Ayant travaillé 10 ans dans le système public, le Dr. Lacroix trouve ce système inefficace, couteux, lourd et bureaucratique. Il estime que le privé est appelé à occuper plus de place à l’avenir, compte tenu des lacunes du public. C’est la rengaine habituelle de la droite qui dénigre le système public pour valoriser le privé. Cette position est la même que celle de l’Institut économique de Montréal (IEDM) comme on peut le constater sur le site web des Cliniques Lacroix. En outre, monsieur Lacroix collabore régulièrement aux émissions de Radio X Québec et à la Radio-pirate. Le réseau compte plusieurs cliniques dans la région, dont une à Sillery. Une autre ouvrira bientôt dans le quartier Montcalm. Le Dr. Lacroix vise l’extension de son réseau à travers toute la province.
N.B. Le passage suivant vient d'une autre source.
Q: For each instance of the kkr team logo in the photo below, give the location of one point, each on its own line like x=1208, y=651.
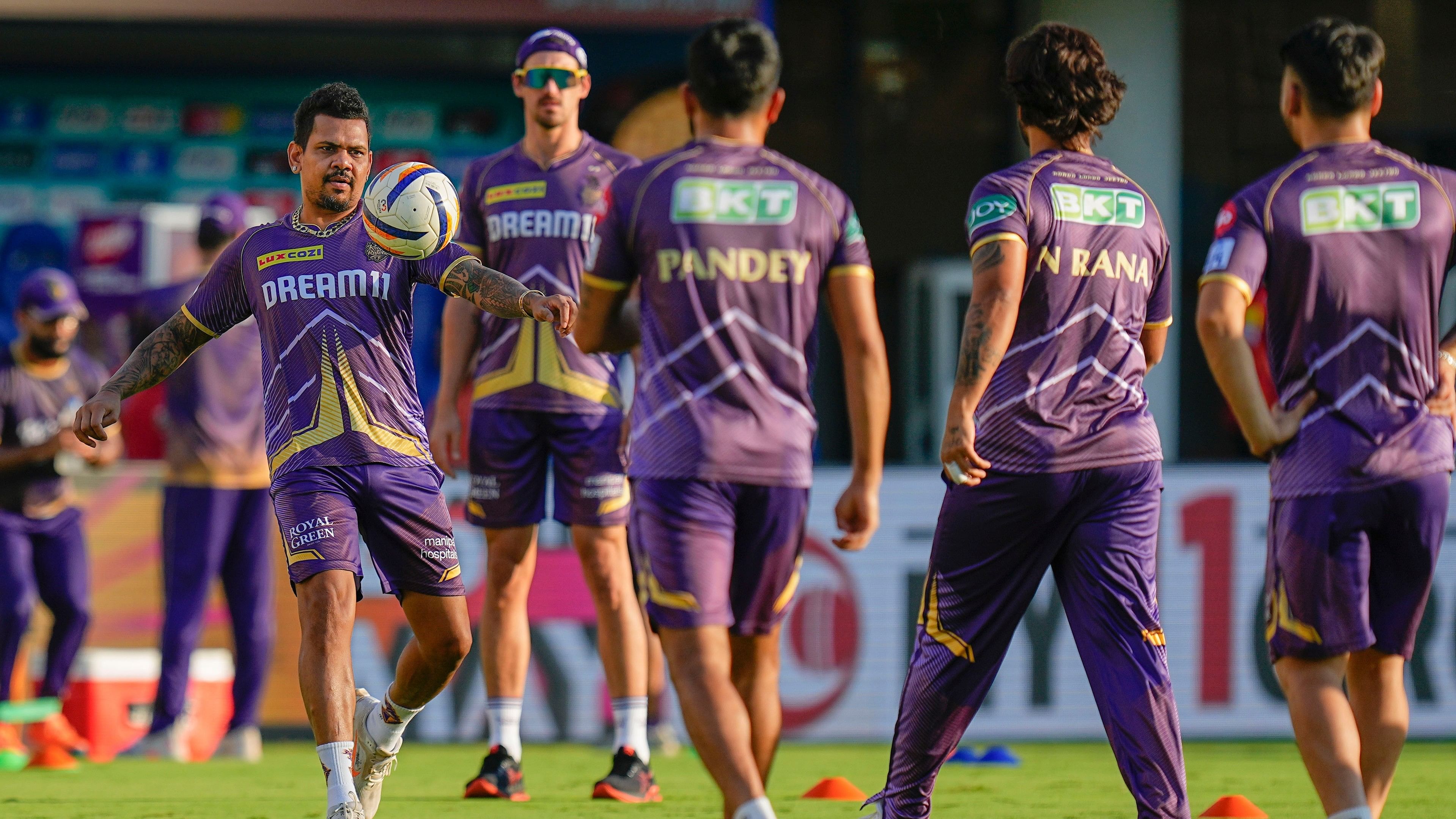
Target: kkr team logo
x=728, y=201
x=290, y=255
x=1360, y=209
x=1098, y=206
L’opinion d’Alain Vadeboncoeur

Pour contrer tout cela, nous avons demandé l’avis d’Alain Vadeboncoeur, porte- parole des Médecins québécois pour le régime public, sur la sélection des clients dans les cliniques privées. Il se demande si « ils ne vont pas faire une sélection en laissant les cas lourds au public pour ne conserver que les cas légers ». « Le profit voisine très mal avec la volonté de donner les meilleurs soins à ceux qui en ont besoin » affirme M. Vadeboncoeur. Selon lui, « le privé ça biaise les actions. Tu vas faire des choix pour faire un maximum de profit et non pour corriger le problème ».